Seaport is a small, deterministic core with a sandboxed execution layer around it. This page explains the moving parts and the reasoning behind the main design choices.

The run loop

A single run flows through a few clear stages:

  1. Resolve the target. A local path, a registered dataset or task, or a git source becomes a concrete set of tasks.
  2. Preflight. Before any agent runs, Seaport resolves, pulls, and builds every task environment up front, several at a time. Images are cached and reused, and identical images are never pulled twice. A preflight failure is not fatal: that task simply retries during execution.
  3. Plan the trials. Each task is expanded into one trial per attempt. Trials are scheduled longest-looking first, so slow tasks start early and the run finishes sooner.
  4. Execute. Trials run across a worker pool sized to the machine. Each trial runs the agent phase, then the verifier phase, inside the sandbox, restoring a fresh workspace from a snapshot rather than rebuilding it.
  5. Record. Each trial writes its trajectory, verifier output, and reward. The job then writes an aggregate result.
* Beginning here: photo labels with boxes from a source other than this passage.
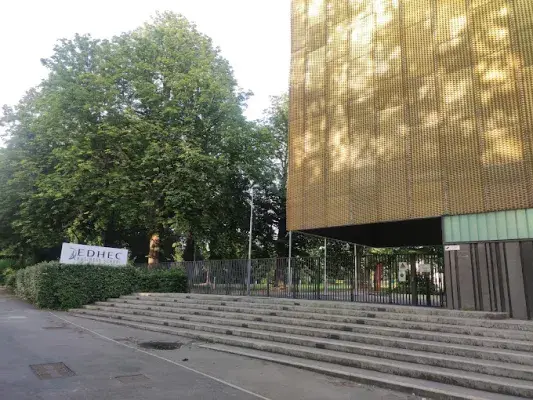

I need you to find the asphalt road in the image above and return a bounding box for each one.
[0,291,414,400]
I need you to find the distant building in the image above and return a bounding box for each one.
[287,0,533,318]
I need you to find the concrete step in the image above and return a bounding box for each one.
[86,302,533,353]
[74,309,533,381]
[105,299,533,341]
[122,294,533,335]
[67,310,533,398]
[85,305,533,365]
[200,344,519,400]
[135,293,509,319]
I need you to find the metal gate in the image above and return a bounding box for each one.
[153,253,446,307]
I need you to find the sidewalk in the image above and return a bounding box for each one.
[0,291,414,400]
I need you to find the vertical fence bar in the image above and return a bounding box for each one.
[324,239,328,298]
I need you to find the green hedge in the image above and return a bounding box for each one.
[15,262,187,310]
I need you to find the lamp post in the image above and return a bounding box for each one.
[246,184,254,296]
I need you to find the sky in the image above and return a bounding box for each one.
[0,0,290,119]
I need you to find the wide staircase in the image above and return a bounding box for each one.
[70,293,533,399]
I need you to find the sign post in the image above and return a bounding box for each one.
[59,243,128,267]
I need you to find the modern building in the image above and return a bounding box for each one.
[287,0,533,318]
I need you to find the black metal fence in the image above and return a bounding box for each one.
[141,254,446,307]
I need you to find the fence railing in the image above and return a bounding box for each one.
[138,254,446,307]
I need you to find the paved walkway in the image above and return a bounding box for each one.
[0,289,414,400]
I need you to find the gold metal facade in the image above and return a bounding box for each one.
[287,0,533,230]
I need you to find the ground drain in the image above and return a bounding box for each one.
[139,342,182,350]
[115,374,150,383]
[30,363,76,379]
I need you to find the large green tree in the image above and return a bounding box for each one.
[0,13,272,261]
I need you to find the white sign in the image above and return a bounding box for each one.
[418,264,431,274]
[59,243,128,266]
[398,262,409,282]
[398,271,407,282]
[398,262,409,271]
[444,244,461,251]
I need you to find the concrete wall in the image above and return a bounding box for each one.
[444,241,533,319]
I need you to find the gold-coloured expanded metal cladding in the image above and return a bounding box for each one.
[287,0,533,230]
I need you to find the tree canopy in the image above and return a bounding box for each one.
[0,13,287,262]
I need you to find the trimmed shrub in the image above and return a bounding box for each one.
[15,262,187,310]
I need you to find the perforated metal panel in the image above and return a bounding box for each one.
[288,0,533,230]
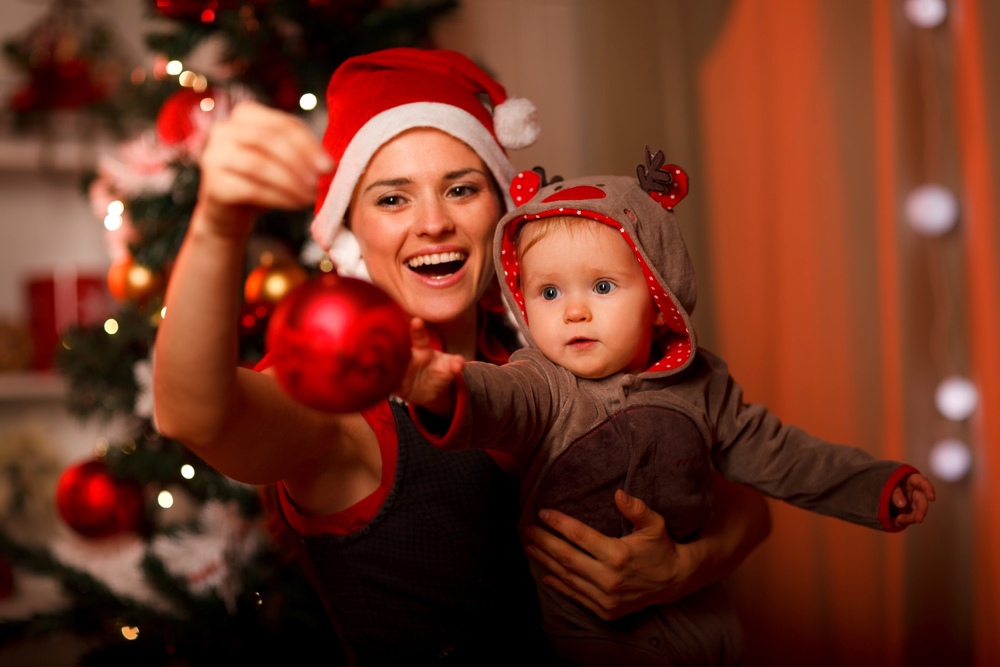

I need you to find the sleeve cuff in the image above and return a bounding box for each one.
[878,465,920,533]
[409,375,469,449]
Splitting preflight from execution is what keeps runs fast: all the slow, cacheable Docker work happens once, in parallel, before the clock that matters starts. See Performance for the details.

Determinism

The core is deterministic by design. Tasks are evaluated in a stable order, duplicate task IDs are rejected, and run identity is derived from stable hashing over the agent, the scorer, and the ordered task content.

In practice this means:

  • The same set of tasks produces the same report order.
  • Reports do not depend on wall-clock time.
  • You choose stable task IDs, and runs stay comparable over time.
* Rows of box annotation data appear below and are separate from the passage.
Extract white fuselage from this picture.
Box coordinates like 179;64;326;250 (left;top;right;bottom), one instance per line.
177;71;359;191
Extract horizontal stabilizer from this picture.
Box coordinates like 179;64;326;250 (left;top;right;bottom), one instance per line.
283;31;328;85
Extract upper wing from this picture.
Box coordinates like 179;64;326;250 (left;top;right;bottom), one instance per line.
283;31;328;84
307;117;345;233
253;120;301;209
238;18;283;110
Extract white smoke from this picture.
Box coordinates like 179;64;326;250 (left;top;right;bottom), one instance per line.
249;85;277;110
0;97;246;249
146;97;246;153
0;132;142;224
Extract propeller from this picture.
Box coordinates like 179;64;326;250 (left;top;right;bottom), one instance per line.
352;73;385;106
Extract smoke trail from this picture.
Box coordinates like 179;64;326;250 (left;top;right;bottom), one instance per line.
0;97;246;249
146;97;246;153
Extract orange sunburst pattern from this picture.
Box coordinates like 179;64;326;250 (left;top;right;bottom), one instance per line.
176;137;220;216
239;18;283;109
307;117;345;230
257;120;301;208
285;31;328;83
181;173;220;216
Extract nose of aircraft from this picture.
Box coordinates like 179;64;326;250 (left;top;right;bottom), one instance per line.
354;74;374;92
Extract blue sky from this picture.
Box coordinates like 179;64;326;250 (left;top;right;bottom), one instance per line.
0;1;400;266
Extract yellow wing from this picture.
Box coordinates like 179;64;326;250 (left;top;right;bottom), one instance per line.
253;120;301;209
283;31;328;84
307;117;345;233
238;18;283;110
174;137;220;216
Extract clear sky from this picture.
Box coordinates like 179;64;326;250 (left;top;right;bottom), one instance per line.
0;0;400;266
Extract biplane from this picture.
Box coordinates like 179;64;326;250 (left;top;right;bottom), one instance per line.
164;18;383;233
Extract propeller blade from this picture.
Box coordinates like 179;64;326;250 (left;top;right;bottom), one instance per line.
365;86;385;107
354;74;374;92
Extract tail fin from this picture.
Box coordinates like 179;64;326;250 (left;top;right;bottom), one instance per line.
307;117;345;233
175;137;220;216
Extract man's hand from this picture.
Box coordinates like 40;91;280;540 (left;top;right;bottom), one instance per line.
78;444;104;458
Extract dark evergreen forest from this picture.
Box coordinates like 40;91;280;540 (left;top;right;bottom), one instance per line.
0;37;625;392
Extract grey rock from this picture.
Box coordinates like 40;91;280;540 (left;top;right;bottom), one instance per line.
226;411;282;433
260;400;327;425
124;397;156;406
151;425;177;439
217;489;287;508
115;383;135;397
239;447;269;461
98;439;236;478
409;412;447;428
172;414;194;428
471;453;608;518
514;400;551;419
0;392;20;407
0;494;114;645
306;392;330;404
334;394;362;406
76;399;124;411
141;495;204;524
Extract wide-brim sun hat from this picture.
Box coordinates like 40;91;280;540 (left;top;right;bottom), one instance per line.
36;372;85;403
The hash exists for identity, not for security.

Execution backends

The execution layer is pluggable, with two backends today:

  • Docker is the default. It runs unmodified Linux task environments while providing process and filesystem isolation, network policy, and resource limits. See Sandboxing for the full control list.
  • unsafe-local runs scripts as host subprocesses. It is fast and convenient for trusted debugging, but it is not a sandbox.

Why Docker first

Tasks are ordinary Dockerfiles and shell scripts, so the backend has to run them as written. Docker does that and supplies the isolation primitives Seaport needs through documented runtime flags.

The alternatives were considered and set aside for the first milestone:

  • Landlock is useful for unprivileged restrictions, but has ABI and special-filesystem gaps.
  • bubblewrap is a strong building block, but leaves the security model to the caller.
  • WebAssembly has an excellent sandbox, but only runs Wasm modules, not arbitrary task environments.

Stronger isolation fits as a future runtime choice on top of the same model:

  • gVisor adds a userspace kernel between applications and the host, and integrates with Docker through runsc.
  • Firecracker provides microVM isolation, at the cost of heavier VM and rootfs orchestration.

Source layout

If you want to read the code, here is the shape of the repository:

src/                  CLI, registry resolution, sandbox runtime, library core
tests/                integration tests
benchmarks/           benchmark runner, benchmark tasks, committed reports
docs/                 ADRs, migration notes, operations notes
.github/workflows/    CI and release pipelines
install.sh            release installer

The decisions above are recorded as ADRs in docs/adr/: one for the deterministic evaluation core, and one for the sandboxed execution backend.